Also Known As: Seriously, Karen Cushman Is The Only Author In The World That Could Write A Book For Young Adults With Poignance And Humor Tied Into A U.S. History Lesson About Manifest Destiny.
Karen Cushman's first two books (Catherine, Called Birdy and The Midwife's Apprentice) were both unqualified triumphs in my mental library, so when I found The Ballad of Lucy Whipple, I let out an actual out-loud cheer. Having finished reading it -- finally -- I can say that the weird looks I got were totally worth it.
This is the story of California Whipple, told in first-person narrative and pieces of letters she writes back East to her grandparents, left behind in a Massachusettes town 40 miles outside of Boston after her father died and her mother, in a fight of American-ness up and moves the entire family westward during the gold rush, hoping to find gold nuggets littering the ground, dragging along a half-dozen children named things like Prairie and Sierra -- there was a point in the book where I said, "Oh God, it's like I've been trapped by the Park Slope stroller mafia or something." -- and a singular boy named Butte. (Proper pronunciation up for debate. To be kind, I have been saying, Bute -- like butane.) California decides her name is Lucy, since California is preposterous and loathesome.
California drags her heels the entire way, protesting and wailing and talking extensively about how she hates absolutely everything about the "town" in which they settle -- Lucky Diggins, California. Mining is hard and horrible, and Arvella Whipple, California's mother finds employment running the only boarding house in the joint for vagrants and miners, rough people with hard lives, and it becomes an increasingly endearing setting for a revolving cast of everybody from the Gent (possibly a serial killer, but very charming?) to Brother Clyde, a preacher come for lost souls who Lucy hopes will bear her away back to the East Coast.
The story -- all its hilarity and heartbreak -- is classic Cushman.

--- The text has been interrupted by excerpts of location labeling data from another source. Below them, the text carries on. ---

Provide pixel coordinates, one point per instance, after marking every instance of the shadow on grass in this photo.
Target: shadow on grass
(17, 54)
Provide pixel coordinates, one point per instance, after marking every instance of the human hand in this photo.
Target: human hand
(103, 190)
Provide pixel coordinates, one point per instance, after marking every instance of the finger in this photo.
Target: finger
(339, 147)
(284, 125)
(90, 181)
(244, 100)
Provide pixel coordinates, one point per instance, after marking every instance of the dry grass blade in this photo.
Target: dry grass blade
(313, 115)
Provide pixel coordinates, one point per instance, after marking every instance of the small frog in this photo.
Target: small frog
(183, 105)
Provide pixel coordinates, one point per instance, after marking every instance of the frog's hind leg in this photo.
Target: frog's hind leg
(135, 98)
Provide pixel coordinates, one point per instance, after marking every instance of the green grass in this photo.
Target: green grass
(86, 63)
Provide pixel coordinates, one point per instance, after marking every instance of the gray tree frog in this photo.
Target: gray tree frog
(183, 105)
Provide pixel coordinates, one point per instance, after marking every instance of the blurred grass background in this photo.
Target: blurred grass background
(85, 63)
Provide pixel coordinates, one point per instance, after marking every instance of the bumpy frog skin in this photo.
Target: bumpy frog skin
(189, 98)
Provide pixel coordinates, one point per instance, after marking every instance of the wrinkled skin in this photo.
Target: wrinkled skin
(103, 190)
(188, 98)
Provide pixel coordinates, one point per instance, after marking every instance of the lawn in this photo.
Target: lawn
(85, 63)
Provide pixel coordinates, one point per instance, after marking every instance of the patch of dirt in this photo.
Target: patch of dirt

Like with Catherine, Called Birdy, she pulls no punches. If the idea of Birdy's awful father slapping her in a drunken fit as he tries to sell her like cheese to the highest-bidding suitor horrifies you, so will the wretchedness Lucy and her family are forced to endure. But the rough edges, I think, are what make Cushman's books so enormously compelling, she writes some of the most imperfectly-human adults I've ever read, and the frustration of trying to understand them viewed again, suddenly, through the lens of a 13 or 14 year old girl is shocking. It's strange to shift back in time so quickly when for so long we've made our excuses for our more-or-less grown up behavior, but to remember it from the slightly shorter perspective of a pre-teenaged girl is humbling and also heartening, to know that even if you seriously, seriously hate your mother for all the crap she's putting you through, you still love her, and want only the best for her.
I loved Lucy, and I love the uncompromising strength and female cussedness about her -- I only wish there were more writers who could tap that core of awesomeness that dwells at the heart of every girl. Or at least that Cushman would write more books. Hey, I vote the Victorian era. I bet she could totally make me laugh about corsetry.
Recommended Reading?: Buy it now. Get three copies and mail them to your friends and their daughters.
Adults Will Love It As Much As Kids?: Absolutely.
Will I Pervert The Source Material And Ready Dirty Things Into It?: No -- I like to think that the dirty things Cushman writes into her books are intentional, and I like that she doesn't whitewash anything. (To that point, Bernard becomes my second-favorite character in this story.)